Clustered Indexes and Performance

One of the most overlooked aspects of database design that I see from most application developers is the clustered index. Let us take a moment to discuss why this detail is so important, and to walk through some examples.

Every database engine works a bit differently, but these concepts generally apply to almost any RDBMS. For the sake of this post, I am using SQL Server. However, you can translate the concepts to other database engines.

What is a Clustered Index?

So, what is a clustered index you ask? The clustered index is how the data is sorted and stored on disk, and that is a critically important detail that most people don’t think about. Most of the readers of this post understand search and sort algorithms, but if you don’t, let’s walk through an example.

Imagine you have a dictionary, which you would expect to be sorted in alphabetical order. If you want to find the word “database”, or all words that start with the letters “da”, that is easy because that is how the data is sorted.

If I instead asked you to use the same dictionary in alphabetical order and asked you to count the number of 4 letter words, you would have to scan every single page. This obviously is a LOT more work that will take MUCH longer.

If we were to then sort the dictionary by length instead of alphabetical, you could then answer the same query much faster as you could skip over all words shorter than 4 letters and stop searching when you reached 5 letter words.

How do I choose what the Clustered Index is with SQL Server?

With SQL Server, when you create a primary key on a table, unless there is already a clustered index defined for the table, SQL Server will set the primary key as the clustered index.

Common options

If you use an IDENTITY column, the data on disk will be sorted by that value. This essentially means the data is stored in sequential order (the order it was created/added with). Any INSERTs will automatically be appended to the end of the table. This is blazingly fast for write operations, and you will have no index fragmentation, but it is sub-optimal for reads because the data is sorted by the order of creation rather than some more meaningful order.

If you use a GUID, the data on disk will be sorted by that value. Note that pretty much 100% of DBAs will recommend against using a GUID as a clustered index. This could be a completely separate blog post but at a high level GUIDs do not typically generate sequential values. Go back to the dictionary example, and pretend the dictionary is on paper. If I ask you to add a word in the middle, and there is no room left to add, you have to add a page (this is what databases do also, and they cleverly call it paging). Even if you use a custom library to generate sequential GUIDs, there are a dozen other drawbacks, so in short just trust me and don’t do it.

A 3rd option that most don’t consider is a natural key, which can be the best primary key option (but not always the best clustered index option). With IDENTITY or GUIDs we are adding a surrogate field to be the unique identifier, the value is always unique but otherwise mostly meaningless and arbitrary. With a natural key, we already have a unique identifier in the data itself. A serial number is often a good natural key as it is unique, and often sequential.

How to Choose?

This is where it pays to know how the data is used.
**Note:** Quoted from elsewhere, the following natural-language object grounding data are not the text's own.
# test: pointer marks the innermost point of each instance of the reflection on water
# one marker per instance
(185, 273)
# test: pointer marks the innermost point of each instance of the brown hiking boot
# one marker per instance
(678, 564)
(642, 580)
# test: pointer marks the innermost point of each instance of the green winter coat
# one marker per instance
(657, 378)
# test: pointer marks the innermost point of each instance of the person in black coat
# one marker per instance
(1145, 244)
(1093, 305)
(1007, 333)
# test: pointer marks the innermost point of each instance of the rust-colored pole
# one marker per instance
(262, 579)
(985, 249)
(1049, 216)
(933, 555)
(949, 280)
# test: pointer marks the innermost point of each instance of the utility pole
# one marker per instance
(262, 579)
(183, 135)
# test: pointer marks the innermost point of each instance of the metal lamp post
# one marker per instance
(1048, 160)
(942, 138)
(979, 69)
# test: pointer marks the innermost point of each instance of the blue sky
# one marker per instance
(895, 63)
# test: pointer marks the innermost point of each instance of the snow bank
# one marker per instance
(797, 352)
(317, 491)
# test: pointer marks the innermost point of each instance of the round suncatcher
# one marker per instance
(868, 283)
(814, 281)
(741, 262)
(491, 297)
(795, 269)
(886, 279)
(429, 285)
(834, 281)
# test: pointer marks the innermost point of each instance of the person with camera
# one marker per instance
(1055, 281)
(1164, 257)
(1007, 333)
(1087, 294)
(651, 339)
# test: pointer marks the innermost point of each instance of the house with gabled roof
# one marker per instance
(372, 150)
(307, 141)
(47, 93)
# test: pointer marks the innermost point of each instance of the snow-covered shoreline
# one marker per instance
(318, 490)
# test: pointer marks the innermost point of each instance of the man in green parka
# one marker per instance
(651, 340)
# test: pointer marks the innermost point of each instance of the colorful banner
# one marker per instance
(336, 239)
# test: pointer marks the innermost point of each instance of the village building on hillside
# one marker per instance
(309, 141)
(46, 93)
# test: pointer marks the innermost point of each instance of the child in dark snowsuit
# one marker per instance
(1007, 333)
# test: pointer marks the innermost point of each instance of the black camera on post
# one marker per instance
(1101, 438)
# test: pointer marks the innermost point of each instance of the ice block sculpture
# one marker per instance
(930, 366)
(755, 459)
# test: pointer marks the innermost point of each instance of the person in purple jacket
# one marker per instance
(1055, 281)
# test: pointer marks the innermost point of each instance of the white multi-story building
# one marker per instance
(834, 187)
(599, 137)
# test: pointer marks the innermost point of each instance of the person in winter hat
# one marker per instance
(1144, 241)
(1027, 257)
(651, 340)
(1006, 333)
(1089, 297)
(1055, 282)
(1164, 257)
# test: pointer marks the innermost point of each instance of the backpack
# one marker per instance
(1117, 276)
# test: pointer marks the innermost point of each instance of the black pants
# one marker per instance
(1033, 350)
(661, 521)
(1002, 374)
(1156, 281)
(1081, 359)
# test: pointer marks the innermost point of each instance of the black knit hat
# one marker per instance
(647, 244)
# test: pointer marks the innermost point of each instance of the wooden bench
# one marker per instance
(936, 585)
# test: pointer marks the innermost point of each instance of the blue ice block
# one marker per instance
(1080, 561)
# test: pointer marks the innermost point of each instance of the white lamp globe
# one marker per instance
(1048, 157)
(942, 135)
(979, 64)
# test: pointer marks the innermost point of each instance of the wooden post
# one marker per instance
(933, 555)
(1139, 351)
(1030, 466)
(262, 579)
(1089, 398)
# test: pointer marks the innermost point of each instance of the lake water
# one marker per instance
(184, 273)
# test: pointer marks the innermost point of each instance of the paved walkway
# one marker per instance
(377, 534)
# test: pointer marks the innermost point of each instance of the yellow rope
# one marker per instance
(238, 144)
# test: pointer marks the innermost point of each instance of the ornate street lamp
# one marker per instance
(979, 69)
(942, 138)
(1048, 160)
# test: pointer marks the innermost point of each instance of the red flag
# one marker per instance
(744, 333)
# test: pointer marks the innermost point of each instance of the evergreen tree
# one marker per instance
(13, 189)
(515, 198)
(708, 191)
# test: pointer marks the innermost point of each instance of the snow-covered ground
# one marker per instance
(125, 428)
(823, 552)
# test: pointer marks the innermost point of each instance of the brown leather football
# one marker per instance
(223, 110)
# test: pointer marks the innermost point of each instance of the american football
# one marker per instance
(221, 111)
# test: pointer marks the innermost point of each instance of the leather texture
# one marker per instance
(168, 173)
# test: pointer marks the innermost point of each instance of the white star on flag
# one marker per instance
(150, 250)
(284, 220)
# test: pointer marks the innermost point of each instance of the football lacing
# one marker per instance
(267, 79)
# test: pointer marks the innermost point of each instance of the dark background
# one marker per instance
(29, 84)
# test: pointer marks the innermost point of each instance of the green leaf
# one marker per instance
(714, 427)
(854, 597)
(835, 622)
First you must decide if you want to optimize for reads or writes. With very rare exceptions, it is better to optimize for reads. Unless you are just storing data that you might never use, you are probably better off optimizing for reads instead of write operations. If your concern is write speeds, there are other ways to fix that 😉

Assuming you want to optimize for reads, you have to determine what read is the most common. If there is a column that is almost always in your WHERE clause or your ORDER BY clause, that is the value you should probably use.

On a personal project I have an application that gathers stock and option quotes and stores them. I only store data for stocks I am interested in, let’s say 60 stocks. On a regular interval the application goes and grabs stock quotes for each ticker I am watching.

If I want to get all stock quotes for Microsoft (MSFT), and my quotes are stored in the order that I added them, then roughly 1 out of every 60 rows will be for MSFT, and the database has to scan the entire table to return the results.

On the other hand, if I want to get all stock quotes for Microsoft (MSFT), and my quotes are already sorted by the ticker, then the database can skip directly to these records without reading the entire table.

The results are clear here. Using a clustered index which is already sorted in the order I wish to search data is 20x faster.

As the execution plan suggests, I could add a missing index. However, I already have an index on that the quotes table for Ticker, hence why it shows an index scan. The issue is, once the index is scanned, it then has to go back to lookup other values that were not included in the index. With the clustered index, the data is already all included because the clustered index IS the table as stored on disk. Of course, you could then include just the fields you need in the second index to resolve this, BUT an index is essentially a partial or complete copy of the table, so adding the additional indices will increase the database size and also require more work for any insert/update/delete operations.

I could go into so much more detail on this, in many areas, but I hope that this is adequate to make people consider what their clustered index is more carefully.